Wicked Edge all the way! They also have cases that you can carry them in. I recommend the Pro Pack 3.
They’re great, but Overkill to sharpen what he’s talking about, and not exactly what I’d want to use at a campsite.

I’d just get a diafold and call it done.
 
They’re great, but Overkill to sharpen what he’s talking about, and not exactly what I’d want to use at a campsite.

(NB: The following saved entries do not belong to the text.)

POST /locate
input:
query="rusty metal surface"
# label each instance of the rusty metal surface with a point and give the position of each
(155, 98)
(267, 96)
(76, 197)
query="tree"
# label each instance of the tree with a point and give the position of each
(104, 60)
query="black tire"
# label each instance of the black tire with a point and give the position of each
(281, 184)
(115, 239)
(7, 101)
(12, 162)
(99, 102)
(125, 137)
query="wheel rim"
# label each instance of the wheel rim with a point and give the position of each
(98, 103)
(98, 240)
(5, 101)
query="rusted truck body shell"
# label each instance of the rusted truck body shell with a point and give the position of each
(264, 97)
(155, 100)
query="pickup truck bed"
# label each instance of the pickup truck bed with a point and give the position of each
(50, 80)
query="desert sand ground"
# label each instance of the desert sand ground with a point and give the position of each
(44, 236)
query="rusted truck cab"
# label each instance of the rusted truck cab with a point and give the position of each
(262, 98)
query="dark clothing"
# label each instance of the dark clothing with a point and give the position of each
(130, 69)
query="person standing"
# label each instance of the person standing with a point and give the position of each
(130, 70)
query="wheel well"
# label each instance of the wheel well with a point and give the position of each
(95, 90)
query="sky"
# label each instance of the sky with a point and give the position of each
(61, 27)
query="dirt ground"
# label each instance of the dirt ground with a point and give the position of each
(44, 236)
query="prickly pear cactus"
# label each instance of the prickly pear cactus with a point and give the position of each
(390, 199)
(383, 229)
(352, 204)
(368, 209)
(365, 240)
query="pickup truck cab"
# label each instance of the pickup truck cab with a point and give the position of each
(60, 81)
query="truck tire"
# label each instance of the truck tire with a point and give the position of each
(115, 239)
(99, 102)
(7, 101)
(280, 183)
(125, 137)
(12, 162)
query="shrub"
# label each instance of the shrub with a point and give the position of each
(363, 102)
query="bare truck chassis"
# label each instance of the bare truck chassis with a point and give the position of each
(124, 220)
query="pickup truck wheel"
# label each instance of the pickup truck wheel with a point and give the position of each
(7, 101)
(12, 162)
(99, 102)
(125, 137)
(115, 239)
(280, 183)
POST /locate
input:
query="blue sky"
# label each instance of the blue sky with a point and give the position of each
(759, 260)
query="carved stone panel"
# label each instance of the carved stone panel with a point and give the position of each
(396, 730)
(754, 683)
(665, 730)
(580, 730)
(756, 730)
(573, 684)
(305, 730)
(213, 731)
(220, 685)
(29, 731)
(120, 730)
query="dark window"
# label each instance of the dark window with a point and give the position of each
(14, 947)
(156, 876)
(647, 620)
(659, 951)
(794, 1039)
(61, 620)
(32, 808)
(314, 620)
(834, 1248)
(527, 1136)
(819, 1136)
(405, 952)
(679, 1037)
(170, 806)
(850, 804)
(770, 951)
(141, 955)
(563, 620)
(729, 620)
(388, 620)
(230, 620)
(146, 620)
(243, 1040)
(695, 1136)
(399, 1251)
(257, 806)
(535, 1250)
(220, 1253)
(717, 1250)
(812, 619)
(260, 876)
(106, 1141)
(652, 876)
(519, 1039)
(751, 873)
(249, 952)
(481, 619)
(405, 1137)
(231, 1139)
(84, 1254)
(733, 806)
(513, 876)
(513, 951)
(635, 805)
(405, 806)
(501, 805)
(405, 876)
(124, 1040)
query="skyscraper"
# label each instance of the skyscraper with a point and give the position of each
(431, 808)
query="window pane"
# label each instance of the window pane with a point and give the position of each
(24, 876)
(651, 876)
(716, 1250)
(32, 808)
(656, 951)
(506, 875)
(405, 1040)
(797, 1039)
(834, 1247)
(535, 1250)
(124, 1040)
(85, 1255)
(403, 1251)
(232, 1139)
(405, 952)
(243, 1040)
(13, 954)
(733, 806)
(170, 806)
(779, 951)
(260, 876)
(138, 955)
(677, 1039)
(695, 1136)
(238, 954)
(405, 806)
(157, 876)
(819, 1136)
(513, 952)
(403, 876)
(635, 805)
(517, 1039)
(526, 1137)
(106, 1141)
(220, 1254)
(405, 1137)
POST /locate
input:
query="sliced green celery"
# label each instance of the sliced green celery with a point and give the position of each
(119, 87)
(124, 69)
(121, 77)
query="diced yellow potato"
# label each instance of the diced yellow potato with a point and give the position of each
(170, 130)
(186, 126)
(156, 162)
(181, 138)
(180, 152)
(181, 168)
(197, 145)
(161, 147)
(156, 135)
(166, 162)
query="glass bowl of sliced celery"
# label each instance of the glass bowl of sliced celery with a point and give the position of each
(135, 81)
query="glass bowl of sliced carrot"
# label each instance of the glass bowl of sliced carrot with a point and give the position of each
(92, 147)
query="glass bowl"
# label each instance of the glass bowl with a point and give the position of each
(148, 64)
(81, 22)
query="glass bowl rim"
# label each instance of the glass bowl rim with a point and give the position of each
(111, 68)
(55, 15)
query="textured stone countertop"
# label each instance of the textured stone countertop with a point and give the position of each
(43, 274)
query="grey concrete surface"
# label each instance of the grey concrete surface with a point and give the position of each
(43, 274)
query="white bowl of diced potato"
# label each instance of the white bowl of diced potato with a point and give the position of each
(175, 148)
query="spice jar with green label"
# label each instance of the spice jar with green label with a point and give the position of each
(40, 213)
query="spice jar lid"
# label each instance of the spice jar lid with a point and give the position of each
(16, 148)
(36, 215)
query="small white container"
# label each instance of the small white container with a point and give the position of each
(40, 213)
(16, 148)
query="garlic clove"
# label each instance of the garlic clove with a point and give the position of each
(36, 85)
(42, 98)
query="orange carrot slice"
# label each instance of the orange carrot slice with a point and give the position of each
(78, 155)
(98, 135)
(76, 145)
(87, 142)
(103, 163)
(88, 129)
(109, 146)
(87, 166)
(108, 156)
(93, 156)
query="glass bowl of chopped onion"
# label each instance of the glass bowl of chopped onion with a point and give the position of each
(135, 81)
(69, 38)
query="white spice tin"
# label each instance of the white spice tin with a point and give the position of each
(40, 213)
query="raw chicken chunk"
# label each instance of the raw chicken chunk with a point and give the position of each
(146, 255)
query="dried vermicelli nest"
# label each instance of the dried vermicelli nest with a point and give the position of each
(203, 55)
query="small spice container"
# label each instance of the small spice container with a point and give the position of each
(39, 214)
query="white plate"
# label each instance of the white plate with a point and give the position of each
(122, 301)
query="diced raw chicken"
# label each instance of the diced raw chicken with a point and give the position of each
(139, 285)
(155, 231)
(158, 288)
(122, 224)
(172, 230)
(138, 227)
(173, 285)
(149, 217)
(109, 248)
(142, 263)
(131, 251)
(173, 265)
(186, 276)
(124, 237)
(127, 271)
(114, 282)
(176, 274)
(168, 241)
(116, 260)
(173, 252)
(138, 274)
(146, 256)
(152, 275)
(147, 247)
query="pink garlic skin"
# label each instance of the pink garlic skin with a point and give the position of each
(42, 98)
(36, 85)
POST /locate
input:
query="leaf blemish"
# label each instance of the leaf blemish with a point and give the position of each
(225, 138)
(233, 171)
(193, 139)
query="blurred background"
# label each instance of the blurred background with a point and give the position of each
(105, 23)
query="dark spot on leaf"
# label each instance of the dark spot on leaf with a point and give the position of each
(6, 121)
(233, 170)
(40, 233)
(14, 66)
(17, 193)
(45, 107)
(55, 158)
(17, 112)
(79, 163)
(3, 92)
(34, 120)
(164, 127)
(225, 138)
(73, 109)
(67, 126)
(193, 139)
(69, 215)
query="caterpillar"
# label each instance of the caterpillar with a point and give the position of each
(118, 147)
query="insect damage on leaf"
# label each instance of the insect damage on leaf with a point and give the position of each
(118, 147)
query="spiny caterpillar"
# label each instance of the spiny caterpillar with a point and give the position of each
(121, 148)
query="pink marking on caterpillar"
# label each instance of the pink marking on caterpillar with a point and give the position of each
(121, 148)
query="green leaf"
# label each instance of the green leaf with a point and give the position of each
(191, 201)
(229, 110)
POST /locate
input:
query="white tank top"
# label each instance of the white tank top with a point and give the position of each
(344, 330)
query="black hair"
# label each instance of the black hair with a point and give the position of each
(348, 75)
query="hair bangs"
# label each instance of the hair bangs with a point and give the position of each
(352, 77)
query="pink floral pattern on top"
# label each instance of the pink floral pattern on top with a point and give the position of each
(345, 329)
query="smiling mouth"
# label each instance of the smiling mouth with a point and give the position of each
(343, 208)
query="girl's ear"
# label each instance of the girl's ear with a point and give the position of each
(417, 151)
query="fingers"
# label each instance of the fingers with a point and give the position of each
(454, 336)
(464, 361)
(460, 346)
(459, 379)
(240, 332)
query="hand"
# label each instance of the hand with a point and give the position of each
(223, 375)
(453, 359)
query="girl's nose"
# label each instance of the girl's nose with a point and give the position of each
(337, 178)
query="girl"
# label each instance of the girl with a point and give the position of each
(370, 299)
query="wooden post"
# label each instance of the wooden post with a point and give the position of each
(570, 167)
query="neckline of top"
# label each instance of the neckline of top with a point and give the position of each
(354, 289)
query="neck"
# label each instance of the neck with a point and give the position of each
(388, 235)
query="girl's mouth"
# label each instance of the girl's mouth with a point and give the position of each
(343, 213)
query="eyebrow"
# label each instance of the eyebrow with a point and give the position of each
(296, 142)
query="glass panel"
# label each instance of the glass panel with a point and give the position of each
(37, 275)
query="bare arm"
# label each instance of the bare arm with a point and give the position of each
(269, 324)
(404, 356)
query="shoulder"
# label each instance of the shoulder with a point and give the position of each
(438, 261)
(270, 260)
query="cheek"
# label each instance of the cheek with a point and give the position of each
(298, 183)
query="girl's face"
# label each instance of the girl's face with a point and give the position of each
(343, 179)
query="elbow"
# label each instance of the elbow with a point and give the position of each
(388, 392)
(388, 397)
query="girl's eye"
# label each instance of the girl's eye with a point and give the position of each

I’d just get a diafold and call it done.

That's what I did for most of my life. But I can sit my WE130 in my lap and sharpen knives if I had to. He's here now - he'll be buying some nice knives...;)
 
lots of info to consider above for shapeners

for touchups, at home or on the go, something like a spyderco sharpmaker or lansky crock sticks work for me
 
I have been very happy with my old Spyderco Sharpmaker. It is not the most sophisticated sharpener design out there but it is easy to use and does a good job.
 
I use a Fallkniven DC4 stone with two grit levels on it. Also paired with a DMT duo fold (fine/course). Those are used for touch up. The other is a homemade strop. Use a Tandy leather 2 inch wide strip and glue it to a small piece of 1/4 " plywood using wood glue. One side smooth the other rough. That seems to be all I need when traveling or in the field. You can also make your own paddle strop using paint stir sticks and leather, then put sharpening compounds on them.
For home use I like the Spyderco sharpmaker. With additional dimond rods for it. Hope that gives you some ideas.
20220227_194940.jpg 20220227_194948.jpg
 
I use a Fallkniven DC4 stone with two grit levels on it. Also paired with a DMT duo fold (fine/course). Those are used for touch up. The other is a homemade strop. Use a Tandy leather 2 inch wide strip and glue it to a small piece of 1/4 " plywood using wood glue. One side smooth the other rough. That seems to be all I need when traveling or in the field. You can also make your own paddle strop using paint stir sticks and leather, then put sharpening compounds on them.
For home use I like the Spyderco sharpmaker. With additional dimond rods for it. Hope that gives you some ideas.
View attachment 1754008 View attachment 1754009

How well does wood glue hold the leather?

I used rubber cement when making a home made strop. You apply it to both surfaces and let it get tacky before sticking them together.